This blog post was initially sent to subscribers of my SDN and Network Automation mailing list. Subscribe here.
One of my readers sent me this question:
Would you write about methods for reverting from expected new state to old state in the case automation went wrong due to (un)predictable events that left a node or network in a limbo state betwixt and between.
Like always, there’s the easy and the really hard part.
The easy part: Many network devices have configuration rollback functionality. That’s the easiest thing to do when you catch errors in your automation script and want to do a controlled recovery.
You do check error messages received from the devices you’re configuring, right… or at least consider what might happen on error, and how you’d recover from that? There’s a reason we talk about error checking in network automation online course and about handling errors in Ansible playbooks in the Ansible for Networking Engineers online course.
Next, there’s configure confirm, commit confirm or similar that automatically rolls back configuration if your automation script doesn’t confirm the changes in specified timeframe. Always use that as a safeguard against stupid errors like cutting yourself off by a mangled ACL change.

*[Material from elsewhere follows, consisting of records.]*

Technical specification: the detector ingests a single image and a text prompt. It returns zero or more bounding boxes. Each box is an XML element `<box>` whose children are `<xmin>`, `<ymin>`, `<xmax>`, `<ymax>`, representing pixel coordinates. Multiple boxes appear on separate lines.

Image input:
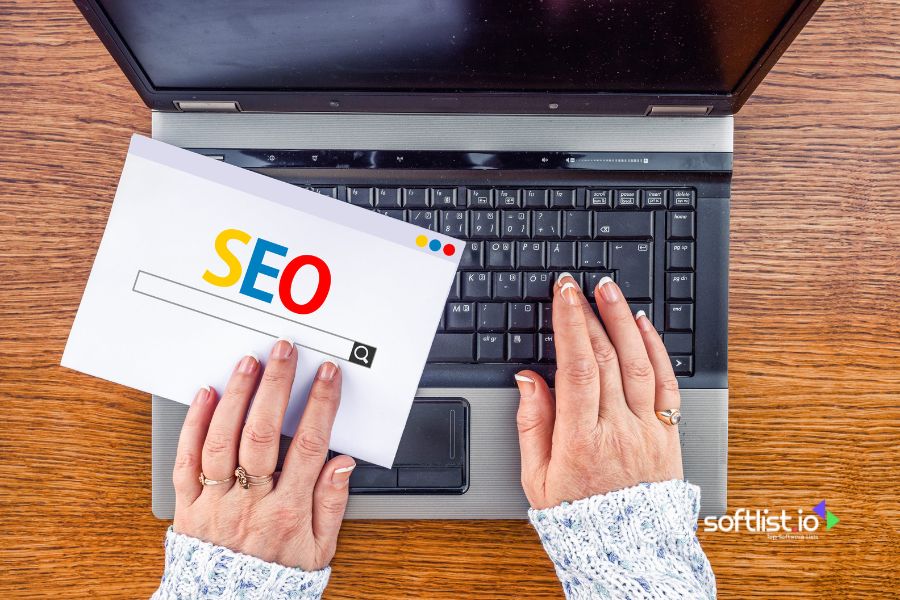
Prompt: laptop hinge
<box><xmin>646</xmin><ymin>105</ymin><xmax>712</xmax><ymax>117</ymax></box>
<box><xmin>173</xmin><ymin>101</ymin><xmax>242</xmax><ymax>113</ymax></box>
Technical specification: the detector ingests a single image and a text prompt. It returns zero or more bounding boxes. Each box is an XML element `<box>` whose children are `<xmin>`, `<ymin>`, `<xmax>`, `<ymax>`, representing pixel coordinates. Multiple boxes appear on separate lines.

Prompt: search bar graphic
<box><xmin>132</xmin><ymin>270</ymin><xmax>376</xmax><ymax>368</ymax></box>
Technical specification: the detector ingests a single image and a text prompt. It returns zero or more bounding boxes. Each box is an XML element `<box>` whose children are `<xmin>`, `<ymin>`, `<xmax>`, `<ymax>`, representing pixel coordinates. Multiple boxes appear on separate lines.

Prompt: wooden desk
<box><xmin>1</xmin><ymin>1</ymin><xmax>897</xmax><ymax>597</ymax></box>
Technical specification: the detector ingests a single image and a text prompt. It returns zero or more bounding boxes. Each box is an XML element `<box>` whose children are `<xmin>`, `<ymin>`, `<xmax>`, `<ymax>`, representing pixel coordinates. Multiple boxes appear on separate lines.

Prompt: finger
<box><xmin>173</xmin><ymin>386</ymin><xmax>217</xmax><ymax>506</ymax></box>
<box><xmin>311</xmin><ymin>454</ymin><xmax>356</xmax><ymax>554</ymax></box>
<box><xmin>201</xmin><ymin>353</ymin><xmax>259</xmax><ymax>494</ymax></box>
<box><xmin>551</xmin><ymin>273</ymin><xmax>601</xmax><ymax>430</ymax></box>
<box><xmin>238</xmin><ymin>338</ymin><xmax>298</xmax><ymax>493</ymax></box>
<box><xmin>593</xmin><ymin>277</ymin><xmax>655</xmax><ymax>417</ymax></box>
<box><xmin>279</xmin><ymin>361</ymin><xmax>341</xmax><ymax>496</ymax></box>
<box><xmin>514</xmin><ymin>371</ymin><xmax>554</xmax><ymax>506</ymax></box>
<box><xmin>635</xmin><ymin>312</ymin><xmax>682</xmax><ymax>419</ymax></box>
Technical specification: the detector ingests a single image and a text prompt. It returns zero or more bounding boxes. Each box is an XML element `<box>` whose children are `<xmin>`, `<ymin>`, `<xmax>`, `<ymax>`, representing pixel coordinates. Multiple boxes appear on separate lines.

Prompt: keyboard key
<box><xmin>628</xmin><ymin>302</ymin><xmax>652</xmax><ymax>321</ymax></box>
<box><xmin>563</xmin><ymin>211</ymin><xmax>591</xmax><ymax>239</ymax></box>
<box><xmin>429</xmin><ymin>334</ymin><xmax>474</xmax><ymax>362</ymax></box>
<box><xmin>492</xmin><ymin>272</ymin><xmax>522</xmax><ymax>299</ymax></box>
<box><xmin>610</xmin><ymin>242</ymin><xmax>653</xmax><ymax>300</ymax></box>
<box><xmin>502</xmin><ymin>210</ymin><xmax>530</xmax><ymax>238</ymax></box>
<box><xmin>509</xmin><ymin>303</ymin><xmax>537</xmax><ymax>331</ymax></box>
<box><xmin>470</xmin><ymin>211</ymin><xmax>500</xmax><ymax>239</ymax></box>
<box><xmin>376</xmin><ymin>188</ymin><xmax>402</xmax><ymax>207</ymax></box>
<box><xmin>347</xmin><ymin>187</ymin><xmax>374</xmax><ymax>207</ymax></box>
<box><xmin>586</xmin><ymin>189</ymin><xmax>612</xmax><ymax>209</ymax></box>
<box><xmin>667</xmin><ymin>212</ymin><xmax>695</xmax><ymax>239</ymax></box>
<box><xmin>408</xmin><ymin>210</ymin><xmax>437</xmax><ymax>231</ymax></box>
<box><xmin>670</xmin><ymin>189</ymin><xmax>696</xmax><ymax>209</ymax></box>
<box><xmin>556</xmin><ymin>271</ymin><xmax>583</xmax><ymax>288</ymax></box>
<box><xmin>664</xmin><ymin>333</ymin><xmax>693</xmax><ymax>354</ymax></box>
<box><xmin>550</xmin><ymin>189</ymin><xmax>577</xmax><ymax>208</ymax></box>
<box><xmin>579</xmin><ymin>241</ymin><xmax>607</xmax><ymax>268</ymax></box>
<box><xmin>440</xmin><ymin>210</ymin><xmax>467</xmax><ymax>237</ymax></box>
<box><xmin>540</xmin><ymin>303</ymin><xmax>553</xmax><ymax>331</ymax></box>
<box><xmin>667</xmin><ymin>242</ymin><xmax>695</xmax><ymax>270</ymax></box>
<box><xmin>594</xmin><ymin>212</ymin><xmax>654</xmax><ymax>239</ymax></box>
<box><xmin>614</xmin><ymin>189</ymin><xmax>639</xmax><ymax>208</ymax></box>
<box><xmin>496</xmin><ymin>189</ymin><xmax>521</xmax><ymax>208</ymax></box>
<box><xmin>533</xmin><ymin>211</ymin><xmax>562</xmax><ymax>239</ymax></box>
<box><xmin>539</xmin><ymin>333</ymin><xmax>556</xmax><ymax>362</ymax></box>
<box><xmin>670</xmin><ymin>354</ymin><xmax>693</xmax><ymax>376</ymax></box>
<box><xmin>517</xmin><ymin>242</ymin><xmax>545</xmax><ymax>268</ymax></box>
<box><xmin>462</xmin><ymin>272</ymin><xmax>491</xmax><ymax>299</ymax></box>
<box><xmin>643</xmin><ymin>189</ymin><xmax>666</xmax><ymax>209</ymax></box>
<box><xmin>459</xmin><ymin>241</ymin><xmax>484</xmax><ymax>269</ymax></box>
<box><xmin>467</xmin><ymin>188</ymin><xmax>493</xmax><ymax>208</ymax></box>
<box><xmin>548</xmin><ymin>242</ymin><xmax>577</xmax><ymax>269</ymax></box>
<box><xmin>478</xmin><ymin>303</ymin><xmax>507</xmax><ymax>332</ymax></box>
<box><xmin>403</xmin><ymin>188</ymin><xmax>430</xmax><ymax>208</ymax></box>
<box><xmin>477</xmin><ymin>333</ymin><xmax>505</xmax><ymax>362</ymax></box>
<box><xmin>666</xmin><ymin>273</ymin><xmax>694</xmax><ymax>300</ymax></box>
<box><xmin>666</xmin><ymin>303</ymin><xmax>694</xmax><ymax>331</ymax></box>
<box><xmin>377</xmin><ymin>209</ymin><xmax>405</xmax><ymax>220</ymax></box>
<box><xmin>310</xmin><ymin>186</ymin><xmax>337</xmax><ymax>198</ymax></box>
<box><xmin>507</xmin><ymin>333</ymin><xmax>536</xmax><ymax>361</ymax></box>
<box><xmin>524</xmin><ymin>272</ymin><xmax>553</xmax><ymax>300</ymax></box>
<box><xmin>447</xmin><ymin>272</ymin><xmax>460</xmax><ymax>300</ymax></box>
<box><xmin>486</xmin><ymin>241</ymin><xmax>515</xmax><ymax>268</ymax></box>
<box><xmin>523</xmin><ymin>189</ymin><xmax>548</xmax><ymax>208</ymax></box>
<box><xmin>445</xmin><ymin>302</ymin><xmax>476</xmax><ymax>331</ymax></box>
<box><xmin>583</xmin><ymin>271</ymin><xmax>615</xmax><ymax>293</ymax></box>
<box><xmin>433</xmin><ymin>188</ymin><xmax>458</xmax><ymax>207</ymax></box>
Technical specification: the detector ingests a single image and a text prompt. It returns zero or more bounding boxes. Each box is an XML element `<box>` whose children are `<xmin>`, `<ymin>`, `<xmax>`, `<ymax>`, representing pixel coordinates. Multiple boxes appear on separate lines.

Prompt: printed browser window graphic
<box><xmin>132</xmin><ymin>270</ymin><xmax>376</xmax><ymax>367</ymax></box>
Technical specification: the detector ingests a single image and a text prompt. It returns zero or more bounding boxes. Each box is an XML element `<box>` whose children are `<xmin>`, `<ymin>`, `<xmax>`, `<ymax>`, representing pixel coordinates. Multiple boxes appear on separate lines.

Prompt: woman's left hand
<box><xmin>171</xmin><ymin>338</ymin><xmax>356</xmax><ymax>571</ymax></box>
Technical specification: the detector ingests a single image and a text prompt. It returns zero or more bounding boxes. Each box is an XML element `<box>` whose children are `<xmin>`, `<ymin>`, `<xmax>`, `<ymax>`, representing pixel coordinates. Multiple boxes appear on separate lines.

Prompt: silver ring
<box><xmin>199</xmin><ymin>472</ymin><xmax>234</xmax><ymax>486</ymax></box>
<box><xmin>235</xmin><ymin>465</ymin><xmax>274</xmax><ymax>489</ymax></box>
<box><xmin>656</xmin><ymin>409</ymin><xmax>682</xmax><ymax>426</ymax></box>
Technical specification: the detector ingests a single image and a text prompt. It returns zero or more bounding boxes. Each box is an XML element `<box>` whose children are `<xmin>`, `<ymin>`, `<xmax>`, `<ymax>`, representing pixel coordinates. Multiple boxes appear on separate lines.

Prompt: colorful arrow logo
<box><xmin>813</xmin><ymin>500</ymin><xmax>840</xmax><ymax>530</ymax></box>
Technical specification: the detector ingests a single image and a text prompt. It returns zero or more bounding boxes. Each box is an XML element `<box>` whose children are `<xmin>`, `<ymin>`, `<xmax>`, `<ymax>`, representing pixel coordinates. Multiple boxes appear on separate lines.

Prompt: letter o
<box><xmin>278</xmin><ymin>255</ymin><xmax>331</xmax><ymax>314</ymax></box>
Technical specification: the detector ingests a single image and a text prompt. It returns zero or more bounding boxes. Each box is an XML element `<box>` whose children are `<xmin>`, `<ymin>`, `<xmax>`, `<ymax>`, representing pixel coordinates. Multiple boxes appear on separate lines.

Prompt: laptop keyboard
<box><xmin>299</xmin><ymin>184</ymin><xmax>696</xmax><ymax>377</ymax></box>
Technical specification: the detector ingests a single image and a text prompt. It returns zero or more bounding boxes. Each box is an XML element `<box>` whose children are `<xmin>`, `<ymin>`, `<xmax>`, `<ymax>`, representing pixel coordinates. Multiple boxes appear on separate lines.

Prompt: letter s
<box><xmin>703</xmin><ymin>516</ymin><xmax>718</xmax><ymax>533</ymax></box>
<box><xmin>202</xmin><ymin>228</ymin><xmax>251</xmax><ymax>287</ymax></box>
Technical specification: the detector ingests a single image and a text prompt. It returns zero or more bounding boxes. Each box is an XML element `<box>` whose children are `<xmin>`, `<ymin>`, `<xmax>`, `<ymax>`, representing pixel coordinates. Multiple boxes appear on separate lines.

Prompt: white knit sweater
<box><xmin>152</xmin><ymin>480</ymin><xmax>715</xmax><ymax>599</ymax></box>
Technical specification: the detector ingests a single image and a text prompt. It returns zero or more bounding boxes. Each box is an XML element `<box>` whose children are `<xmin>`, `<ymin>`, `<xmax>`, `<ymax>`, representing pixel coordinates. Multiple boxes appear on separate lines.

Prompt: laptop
<box><xmin>75</xmin><ymin>0</ymin><xmax>823</xmax><ymax>519</ymax></box>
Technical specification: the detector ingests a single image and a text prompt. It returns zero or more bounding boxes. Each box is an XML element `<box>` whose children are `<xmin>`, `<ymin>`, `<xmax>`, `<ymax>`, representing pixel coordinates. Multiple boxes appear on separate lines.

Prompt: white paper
<box><xmin>62</xmin><ymin>135</ymin><xmax>461</xmax><ymax>467</ymax></box>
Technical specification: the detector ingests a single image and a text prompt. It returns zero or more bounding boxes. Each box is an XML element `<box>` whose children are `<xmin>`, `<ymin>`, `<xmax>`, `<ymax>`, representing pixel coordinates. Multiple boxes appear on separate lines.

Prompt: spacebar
<box><xmin>428</xmin><ymin>334</ymin><xmax>475</xmax><ymax>362</ymax></box>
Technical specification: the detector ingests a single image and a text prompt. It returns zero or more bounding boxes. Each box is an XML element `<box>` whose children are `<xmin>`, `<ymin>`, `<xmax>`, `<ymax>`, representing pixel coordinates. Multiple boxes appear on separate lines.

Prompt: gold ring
<box><xmin>656</xmin><ymin>408</ymin><xmax>682</xmax><ymax>426</ymax></box>
<box><xmin>235</xmin><ymin>465</ymin><xmax>274</xmax><ymax>489</ymax></box>
<box><xmin>199</xmin><ymin>472</ymin><xmax>234</xmax><ymax>486</ymax></box>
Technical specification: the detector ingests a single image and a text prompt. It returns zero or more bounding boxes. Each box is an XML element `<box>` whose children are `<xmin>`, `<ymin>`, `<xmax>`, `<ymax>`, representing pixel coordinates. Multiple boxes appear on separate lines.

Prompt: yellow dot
<box><xmin>415</xmin><ymin>234</ymin><xmax>428</xmax><ymax>247</ymax></box>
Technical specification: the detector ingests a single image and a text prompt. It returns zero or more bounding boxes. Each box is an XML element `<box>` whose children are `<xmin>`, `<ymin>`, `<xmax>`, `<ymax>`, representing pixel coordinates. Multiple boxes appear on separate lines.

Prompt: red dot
<box><xmin>443</xmin><ymin>244</ymin><xmax>456</xmax><ymax>256</ymax></box>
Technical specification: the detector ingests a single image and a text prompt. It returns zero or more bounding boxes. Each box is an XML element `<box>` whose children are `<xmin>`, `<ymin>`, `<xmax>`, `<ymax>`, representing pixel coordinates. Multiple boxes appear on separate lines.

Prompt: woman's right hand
<box><xmin>514</xmin><ymin>274</ymin><xmax>684</xmax><ymax>509</ymax></box>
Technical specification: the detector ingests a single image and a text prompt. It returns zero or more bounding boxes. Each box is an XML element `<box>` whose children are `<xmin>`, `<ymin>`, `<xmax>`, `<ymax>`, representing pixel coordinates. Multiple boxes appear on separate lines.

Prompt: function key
<box><xmin>670</xmin><ymin>189</ymin><xmax>696</xmax><ymax>209</ymax></box>
<box><xmin>550</xmin><ymin>189</ymin><xmax>577</xmax><ymax>208</ymax></box>
<box><xmin>523</xmin><ymin>189</ymin><xmax>548</xmax><ymax>208</ymax></box>
<box><xmin>309</xmin><ymin>186</ymin><xmax>337</xmax><ymax>198</ymax></box>
<box><xmin>347</xmin><ymin>187</ymin><xmax>374</xmax><ymax>206</ymax></box>
<box><xmin>375</xmin><ymin>188</ymin><xmax>402</xmax><ymax>208</ymax></box>
<box><xmin>586</xmin><ymin>189</ymin><xmax>612</xmax><ymax>209</ymax></box>
<box><xmin>433</xmin><ymin>188</ymin><xmax>458</xmax><ymax>207</ymax></box>
<box><xmin>667</xmin><ymin>211</ymin><xmax>695</xmax><ymax>239</ymax></box>
<box><xmin>404</xmin><ymin>188</ymin><xmax>430</xmax><ymax>208</ymax></box>
<box><xmin>496</xmin><ymin>189</ymin><xmax>521</xmax><ymax>208</ymax></box>
<box><xmin>643</xmin><ymin>189</ymin><xmax>666</xmax><ymax>209</ymax></box>
<box><xmin>613</xmin><ymin>189</ymin><xmax>639</xmax><ymax>209</ymax></box>
<box><xmin>467</xmin><ymin>188</ymin><xmax>494</xmax><ymax>208</ymax></box>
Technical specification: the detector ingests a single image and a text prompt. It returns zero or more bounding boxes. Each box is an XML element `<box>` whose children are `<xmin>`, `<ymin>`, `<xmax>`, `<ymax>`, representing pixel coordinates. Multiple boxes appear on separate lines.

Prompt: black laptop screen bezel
<box><xmin>73</xmin><ymin>0</ymin><xmax>823</xmax><ymax>116</ymax></box>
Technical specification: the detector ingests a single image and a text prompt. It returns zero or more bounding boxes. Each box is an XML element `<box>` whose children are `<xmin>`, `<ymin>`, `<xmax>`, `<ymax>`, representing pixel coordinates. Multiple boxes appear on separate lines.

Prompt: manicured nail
<box><xmin>195</xmin><ymin>385</ymin><xmax>212</xmax><ymax>403</ymax></box>
<box><xmin>317</xmin><ymin>361</ymin><xmax>338</xmax><ymax>381</ymax></box>
<box><xmin>237</xmin><ymin>353</ymin><xmax>259</xmax><ymax>374</ymax></box>
<box><xmin>635</xmin><ymin>310</ymin><xmax>646</xmax><ymax>320</ymax></box>
<box><xmin>635</xmin><ymin>310</ymin><xmax>652</xmax><ymax>332</ymax></box>
<box><xmin>273</xmin><ymin>337</ymin><xmax>295</xmax><ymax>359</ymax></box>
<box><xmin>560</xmin><ymin>281</ymin><xmax>580</xmax><ymax>305</ymax></box>
<box><xmin>596</xmin><ymin>276</ymin><xmax>620</xmax><ymax>303</ymax></box>
<box><xmin>332</xmin><ymin>463</ymin><xmax>356</xmax><ymax>485</ymax></box>
<box><xmin>514</xmin><ymin>373</ymin><xmax>536</xmax><ymax>395</ymax></box>
<box><xmin>556</xmin><ymin>272</ymin><xmax>574</xmax><ymax>286</ymax></box>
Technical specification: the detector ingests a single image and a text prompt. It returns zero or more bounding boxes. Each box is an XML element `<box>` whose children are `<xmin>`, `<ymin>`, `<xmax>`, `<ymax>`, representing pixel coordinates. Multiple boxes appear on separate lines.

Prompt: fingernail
<box><xmin>317</xmin><ymin>361</ymin><xmax>338</xmax><ymax>381</ymax></box>
<box><xmin>556</xmin><ymin>272</ymin><xmax>574</xmax><ymax>286</ymax></box>
<box><xmin>560</xmin><ymin>281</ymin><xmax>580</xmax><ymax>305</ymax></box>
<box><xmin>273</xmin><ymin>337</ymin><xmax>295</xmax><ymax>359</ymax></box>
<box><xmin>635</xmin><ymin>310</ymin><xmax>652</xmax><ymax>332</ymax></box>
<box><xmin>596</xmin><ymin>276</ymin><xmax>620</xmax><ymax>303</ymax></box>
<box><xmin>195</xmin><ymin>385</ymin><xmax>212</xmax><ymax>403</ymax></box>
<box><xmin>332</xmin><ymin>463</ymin><xmax>356</xmax><ymax>485</ymax></box>
<box><xmin>237</xmin><ymin>353</ymin><xmax>259</xmax><ymax>374</ymax></box>
<box><xmin>514</xmin><ymin>373</ymin><xmax>535</xmax><ymax>395</ymax></box>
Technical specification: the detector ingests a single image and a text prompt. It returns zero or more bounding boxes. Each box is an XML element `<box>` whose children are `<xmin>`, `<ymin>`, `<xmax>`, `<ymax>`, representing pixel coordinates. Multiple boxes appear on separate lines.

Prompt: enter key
<box><xmin>609</xmin><ymin>242</ymin><xmax>654</xmax><ymax>300</ymax></box>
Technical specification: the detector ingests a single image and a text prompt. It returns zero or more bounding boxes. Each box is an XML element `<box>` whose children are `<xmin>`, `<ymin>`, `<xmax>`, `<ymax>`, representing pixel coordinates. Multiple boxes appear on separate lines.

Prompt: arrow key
<box><xmin>670</xmin><ymin>355</ymin><xmax>693</xmax><ymax>376</ymax></box>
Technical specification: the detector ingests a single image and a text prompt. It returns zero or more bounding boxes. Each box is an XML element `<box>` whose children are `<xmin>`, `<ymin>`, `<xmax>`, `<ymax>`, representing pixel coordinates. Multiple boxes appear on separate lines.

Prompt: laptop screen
<box><xmin>98</xmin><ymin>0</ymin><xmax>802</xmax><ymax>95</ymax></box>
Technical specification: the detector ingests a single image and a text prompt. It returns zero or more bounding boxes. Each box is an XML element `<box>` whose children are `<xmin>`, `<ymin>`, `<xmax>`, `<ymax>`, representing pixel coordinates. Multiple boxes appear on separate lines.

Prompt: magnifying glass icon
<box><xmin>349</xmin><ymin>342</ymin><xmax>375</xmax><ymax>368</ymax></box>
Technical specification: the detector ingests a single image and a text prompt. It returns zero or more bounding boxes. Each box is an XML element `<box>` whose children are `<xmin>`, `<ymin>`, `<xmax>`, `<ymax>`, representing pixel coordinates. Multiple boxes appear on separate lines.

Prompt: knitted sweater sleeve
<box><xmin>528</xmin><ymin>479</ymin><xmax>716</xmax><ymax>599</ymax></box>
<box><xmin>150</xmin><ymin>528</ymin><xmax>330</xmax><ymax>600</ymax></box>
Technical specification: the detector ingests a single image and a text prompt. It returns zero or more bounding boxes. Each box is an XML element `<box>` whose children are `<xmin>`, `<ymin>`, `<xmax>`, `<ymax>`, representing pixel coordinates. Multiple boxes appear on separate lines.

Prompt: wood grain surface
<box><xmin>1</xmin><ymin>1</ymin><xmax>898</xmax><ymax>597</ymax></box>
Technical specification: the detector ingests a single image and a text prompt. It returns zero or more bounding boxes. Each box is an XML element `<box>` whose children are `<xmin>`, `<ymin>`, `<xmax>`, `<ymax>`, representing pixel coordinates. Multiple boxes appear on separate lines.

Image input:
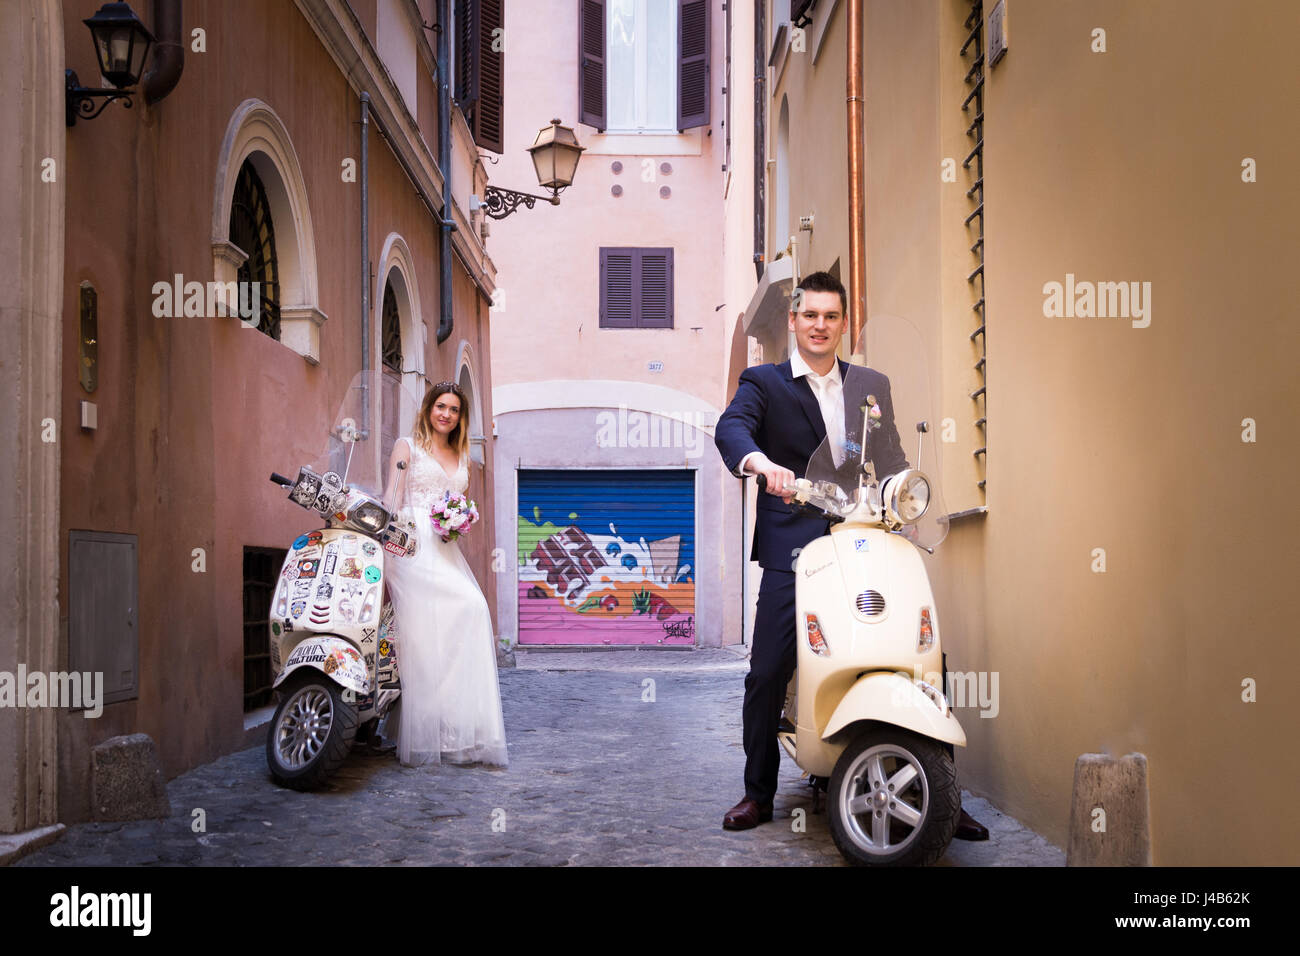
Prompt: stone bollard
<box><xmin>90</xmin><ymin>733</ymin><xmax>172</xmax><ymax>822</ymax></box>
<box><xmin>1066</xmin><ymin>752</ymin><xmax>1151</xmax><ymax>866</ymax></box>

Failing that, there’s always reload in 5 or equivalent if you need a bigger hammer.
Two-phase commit. If you want to implement an all-or-nothing change across multiple devices you need an equivalent of two phase commit:
- Prepare and validate changes on all affected devices;
- Execute the change on all devices.
This sounds easy, but is really hard to do in real life if you want to deal with byzantine failures. You might want to add an extra step – using commit confirm and confirming change on all devices after it has been committed on the last device – but there’s no perfect solution. There’s always a slight chance you’ll lose communication with a device at the wrong time, and will have to escalate the recovery to network operator.
Reduce the chance of failure. Thoroughly validate input data and device state before you start making changes. Not usually considered by google-and-paste automation scripters, so I added testing and validation as a separate module in the Building Network Automation Solutions online course.
Finally, there are the big guys – Cisco NSO implements an equivalent of two-phase commit across almost anything. They deal with all sorts of implementation stupidities and unreachable devices, and can rollback a change or postpone parts of it if needed. Keep in mind it took them years to get there, so if feel you need that level of robustness it might be cheaper to buy the product than to reinvent the wheel.